On this Veterans Day, one local JROTC program is building tomorrow’s leaders and a new generation of U.S. servicemen and -women.
Making better citizens is the mission behind Arab High School's junior ROTC program.
In this program, learning to lead comes at a cost. Students work hard and are tested physically, mentally, and socially.
“We place them in leadership abilities, get them out of their comfort zone, because so many of them are anxious," said Keith Pritchett, a former lieutenant colonel and now JROTC instructor. "They’re not used to being uncomfortable.”
Pritchett said leadership skills don’t just prepare students for military service — it prepares them for life.
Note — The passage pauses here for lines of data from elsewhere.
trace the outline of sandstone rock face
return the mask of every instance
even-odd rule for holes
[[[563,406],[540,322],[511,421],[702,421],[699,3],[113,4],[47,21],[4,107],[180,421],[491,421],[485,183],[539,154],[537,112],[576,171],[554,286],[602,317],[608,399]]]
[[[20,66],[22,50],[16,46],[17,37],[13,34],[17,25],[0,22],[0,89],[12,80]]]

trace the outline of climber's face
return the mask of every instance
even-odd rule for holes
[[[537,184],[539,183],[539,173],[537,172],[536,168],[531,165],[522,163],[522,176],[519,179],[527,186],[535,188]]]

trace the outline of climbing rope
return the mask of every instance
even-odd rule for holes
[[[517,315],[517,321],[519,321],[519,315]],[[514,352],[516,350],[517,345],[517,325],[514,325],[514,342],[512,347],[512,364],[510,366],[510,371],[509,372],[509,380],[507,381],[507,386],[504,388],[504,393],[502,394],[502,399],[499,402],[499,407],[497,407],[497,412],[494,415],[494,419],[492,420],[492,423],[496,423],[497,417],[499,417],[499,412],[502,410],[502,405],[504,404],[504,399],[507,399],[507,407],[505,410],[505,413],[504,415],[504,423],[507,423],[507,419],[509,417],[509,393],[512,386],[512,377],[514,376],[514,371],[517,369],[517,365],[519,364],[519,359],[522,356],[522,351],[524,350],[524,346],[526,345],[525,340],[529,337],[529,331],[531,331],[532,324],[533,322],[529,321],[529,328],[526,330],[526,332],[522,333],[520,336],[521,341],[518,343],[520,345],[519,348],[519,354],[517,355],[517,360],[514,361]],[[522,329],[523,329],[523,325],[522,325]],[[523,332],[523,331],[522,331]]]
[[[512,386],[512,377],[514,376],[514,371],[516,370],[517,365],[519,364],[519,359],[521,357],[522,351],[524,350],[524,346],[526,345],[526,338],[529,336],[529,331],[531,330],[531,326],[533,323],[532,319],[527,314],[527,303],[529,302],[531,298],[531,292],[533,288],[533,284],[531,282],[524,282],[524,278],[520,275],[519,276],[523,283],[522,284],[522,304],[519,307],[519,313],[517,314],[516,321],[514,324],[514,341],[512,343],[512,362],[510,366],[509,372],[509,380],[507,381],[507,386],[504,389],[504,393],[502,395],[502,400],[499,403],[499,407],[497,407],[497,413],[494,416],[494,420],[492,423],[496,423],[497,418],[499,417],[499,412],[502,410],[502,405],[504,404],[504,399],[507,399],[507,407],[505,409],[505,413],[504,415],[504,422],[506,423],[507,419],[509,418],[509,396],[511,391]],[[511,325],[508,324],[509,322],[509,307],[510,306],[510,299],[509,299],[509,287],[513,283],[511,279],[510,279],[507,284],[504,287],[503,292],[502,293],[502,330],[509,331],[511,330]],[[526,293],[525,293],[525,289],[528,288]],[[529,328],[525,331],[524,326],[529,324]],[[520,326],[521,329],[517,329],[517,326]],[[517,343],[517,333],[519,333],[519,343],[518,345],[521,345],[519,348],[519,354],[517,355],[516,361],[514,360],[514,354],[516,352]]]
“The loyalty, duty, respect, selfless service, honor, integrity, personal courage — those are the things that we preach on and teach on a daily basis in our lessons,” said Pritchett.
It's about "being able to step up ... be a leader,” said Meadow McDonald, a cadet major.
The program is opening doors that some students never imagined possible, until now.
“I want to go to college for senior ROTC and later enlist in the Army,” said McDonald.
Her classmate, Merik Moss, a battalion commander, is considering the same.
“I’m planning on, in college, going to the senior ROTC program and maybe enlist in the Reserve or National Guard,” said Moss.
Pritchett said as a veteran and now instructor, he no longer worries about the next generation of service members. He has great faith in the students he teaches each day.
“Like all veterans, we all sit there and wonder who is going to fill the gap, who’s going to step in the holes that we left,” said Pritchett. “Now, I don’t worry about that.”
The JROTC program is building not only a stronger U.S. military, but it's also building better men and women.
“Cadets, when they leave this program, they’ll go in at a higher rank," said Pritchett. "E2 or E3 in some cases, which is worth $100,000 more over their career."
McDonald said the JROTC program is a great way for her to step up and be a leader.